A few shots of him. The pattern on him is getting more defined as he grows
hes eating alot of massivore and shrimp pellets.


----------



## beN (Apr 21, 2010)

nice motoro bobby! i want to see a full tank shot..you got some beauty NTT's I see there..


----------



## hondas3000 (Apr 22, 2010)

the spot is there but the black pattern is wash out. Is it like that when you got him? I think you need to change it to white bottom so it can brighten up.


----------



## m_class2g (Apr 21, 2010)

nice looking ray. this is the guy eating all that massivore pellets!?


----------



## striker (Apr 22, 2010)

Ya the Marbling on him was always very light when I got him from charles. Im looking to add a flower ray to the tank soon.


----------



## stingraylord (Jun 18, 2010)

Chain link pattern on the edge too!


----------



## striker (Apr 22, 2010)

Ya thanks for pointing out its flaws... This is the first ray I ever bought and knowing more about them now, I might not have got him. but no regrets its healthy and a very cool fish to watch. I got plenty of time and money to go through more rays
cheers


----------



## stingraylord (Jun 18, 2010)

striker said:


> Ya thanks for pointing out its flaws... This is the first ray I ever bought and knowing more about them now, I might not have got him. but no regrets its healthy and a very cool fish to watch. I got plenty of time and money to go through more rays
> cheers


Chain link is a good thing!! Motoro rays are worth more if they have the chain link pattern. I just recently paid $800/pr for 10" chain link marble motoros.


----------



## hondas3000 (Apr 22, 2010)

stingraylord said:


> Chain link is a good thing!! Motoro rays are worth more if they have the chain link pattern. I just recently paid $800/pr for 10" chain link marble motoros.

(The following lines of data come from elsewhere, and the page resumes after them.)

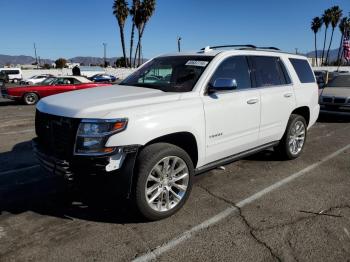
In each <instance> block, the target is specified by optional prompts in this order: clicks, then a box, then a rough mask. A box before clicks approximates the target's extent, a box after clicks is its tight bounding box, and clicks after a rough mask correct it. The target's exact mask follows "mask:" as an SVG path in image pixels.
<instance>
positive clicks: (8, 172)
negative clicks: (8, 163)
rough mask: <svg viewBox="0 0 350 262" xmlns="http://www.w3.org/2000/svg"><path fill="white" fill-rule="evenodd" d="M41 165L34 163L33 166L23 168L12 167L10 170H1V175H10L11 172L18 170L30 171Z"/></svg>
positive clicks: (11, 173)
mask: <svg viewBox="0 0 350 262" xmlns="http://www.w3.org/2000/svg"><path fill="white" fill-rule="evenodd" d="M37 167H39V165H32V166H27V167H23V168H17V169H12V170H8V171H3V172H0V176H3V175H9V174H13V173H17V172H22V171H28V170H31V169H34V168H37Z"/></svg>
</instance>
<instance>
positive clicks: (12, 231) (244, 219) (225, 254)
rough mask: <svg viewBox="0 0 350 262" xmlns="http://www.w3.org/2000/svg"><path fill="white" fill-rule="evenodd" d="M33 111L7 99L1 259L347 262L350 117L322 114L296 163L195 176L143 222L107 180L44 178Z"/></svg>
mask: <svg viewBox="0 0 350 262" xmlns="http://www.w3.org/2000/svg"><path fill="white" fill-rule="evenodd" d="M34 113H35V107H32V106H24V105H20V104H16V103H14V102H12V101H9V100H4V99H1V98H0V260H1V261H15V260H16V261H62V260H69V261H96V260H99V261H129V260H133V259H139V260H140V261H147V260H161V261H179V260H182V261H188V260H195V261H213V260H214V261H274V260H277V261H349V258H350V190H349V188H350V136H349V134H350V116H347V115H342V114H321V116H320V118H319V121H318V122H317V124H316V125H315V126H314V127H313V128H312V129H310V130H309V134H308V139H307V142H306V147H305V149H304V153H303V155H302V156H301V157H300V158H298V159H296V160H293V161H280V160H279V158H278V156H276V155H275V154H273V152H272V151H269V150H266V151H264V152H261V153H259V154H256V155H253V156H251V157H248V158H245V159H243V160H241V161H237V162H235V163H232V164H230V165H227V166H226V169H225V170H213V171H211V172H208V173H206V174H204V175H201V176H199V177H197V178H196V182H195V185H194V187H193V191H192V194H191V197H190V199H189V201H188V202H187V204H186V205H185V206H184V208H183V209H181V210H180V211H179V212H178V213H177V214H176V215H174V216H173V217H170V218H168V219H165V220H162V221H157V222H144V221H142V220H140V219H139V217H138V216H137V215H136V214H135V213H134V212H131V211H130V208H129V203H128V202H126V201H122V200H118V199H115V198H113V195H110V194H109V193H106V190H104V185H103V184H101V185H100V184H94V185H88V186H87V188H85V189H84V190H77V189H71V188H67V186H66V184H65V183H64V181H63V180H62V179H61V178H60V177H54V176H51V175H49V174H47V173H45V172H43V171H42V170H41V169H40V168H39V166H38V165H37V162H36V161H35V159H34V157H33V155H32V152H31V143H30V140H31V139H32V138H33V137H34V136H35V131H34Z"/></svg>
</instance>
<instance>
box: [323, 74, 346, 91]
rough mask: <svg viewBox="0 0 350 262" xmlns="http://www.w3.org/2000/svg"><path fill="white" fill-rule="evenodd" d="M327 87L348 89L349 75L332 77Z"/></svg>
mask: <svg viewBox="0 0 350 262" xmlns="http://www.w3.org/2000/svg"><path fill="white" fill-rule="evenodd" d="M327 87H347V88H350V75H340V76H336V77H334V78H333V79H332V80H331V81H330V82H329V83H328V85H327Z"/></svg>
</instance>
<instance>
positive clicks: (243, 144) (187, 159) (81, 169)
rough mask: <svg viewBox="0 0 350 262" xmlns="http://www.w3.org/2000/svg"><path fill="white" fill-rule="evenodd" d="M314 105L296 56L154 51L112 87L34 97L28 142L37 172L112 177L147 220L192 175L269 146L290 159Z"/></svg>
mask: <svg viewBox="0 0 350 262" xmlns="http://www.w3.org/2000/svg"><path fill="white" fill-rule="evenodd" d="M226 47H227V46H226ZM233 47H235V46H233ZM319 109H320V107H319V104H318V87H317V84H316V80H315V76H314V74H313V72H312V70H311V67H310V64H309V63H308V61H307V59H306V58H305V57H304V56H300V55H294V54H288V53H283V52H279V51H276V50H274V49H259V48H255V47H254V46H241V47H240V48H237V49H234V48H231V49H229V50H227V48H226V49H223V48H221V47H207V48H205V49H203V50H201V51H199V52H192V53H176V54H170V55H163V56H159V57H156V58H154V59H152V60H150V61H148V62H147V63H146V64H144V65H143V66H142V67H141V68H139V69H138V70H137V71H136V72H134V73H133V74H132V75H130V76H129V77H128V78H126V79H125V80H124V81H123V82H121V84H119V85H114V86H108V87H101V88H94V89H89V90H81V91H75V92H70V93H69V94H59V95H55V96H50V97H48V98H44V99H42V100H41V101H40V102H39V103H38V105H37V113H36V133H37V136H38V137H37V138H35V139H34V140H33V145H34V150H35V152H36V155H37V156H38V159H39V161H40V163H41V165H42V167H44V168H45V169H47V170H49V171H50V172H54V173H56V174H62V175H65V176H66V177H68V178H69V179H78V178H79V179H81V178H83V177H86V176H89V175H91V174H93V175H100V176H102V177H105V179H111V177H113V178H114V179H116V181H117V182H115V183H111V186H112V187H114V188H115V190H116V191H120V192H123V193H125V196H126V197H128V198H130V199H132V200H133V201H134V202H135V203H136V206H137V208H138V210H139V211H140V212H141V214H142V215H143V216H144V217H146V218H148V219H150V220H157V219H162V218H165V217H168V216H170V215H172V214H174V213H175V212H176V211H178V210H179V209H180V208H181V207H182V206H183V205H184V203H185V201H186V200H187V198H188V197H189V194H190V191H191V187H192V181H193V177H194V176H195V175H197V174H199V173H203V172H206V171H208V170H210V169H213V168H215V167H218V166H221V165H225V164H228V163H230V162H232V161H234V160H237V159H240V158H242V157H245V156H247V155H250V154H253V153H256V152H258V151H260V150H263V149H266V148H271V147H274V148H275V150H276V151H278V152H279V154H280V155H281V156H283V157H285V158H287V159H294V158H296V157H298V156H299V155H300V154H301V152H302V149H303V147H304V145H305V141H306V134H307V130H308V129H309V128H310V127H311V126H312V125H313V124H314V123H315V122H316V119H317V117H318V114H319ZM106 174H107V175H109V176H106ZM112 181H113V180H112Z"/></svg>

wow I don't think there will be that price around here in BC. It is going for much less.

FLower are nice. I still have it on my wanted list as well.


----------



## target (Apr 21, 2010)

I think he looks pretty sweet. Thanks for sharing


----------



## MGoodfellow (Jul 29, 2010)

Wow what a beaut


----------



## stingraylord (Jun 18, 2010)

hondas3000 said:


> wow I don't think there will be that price around here in BC. It is going for much less.
> 
> FLower are nice. I still have it on my wanted list as well.


I bought them through a local fish store and are CB. I didn't have to worry about what to feed them as they are eating everything including pellets and the male was already at breeding size in clasper department. I consider it money well spent since WC ones are a pain in every way possible.


----------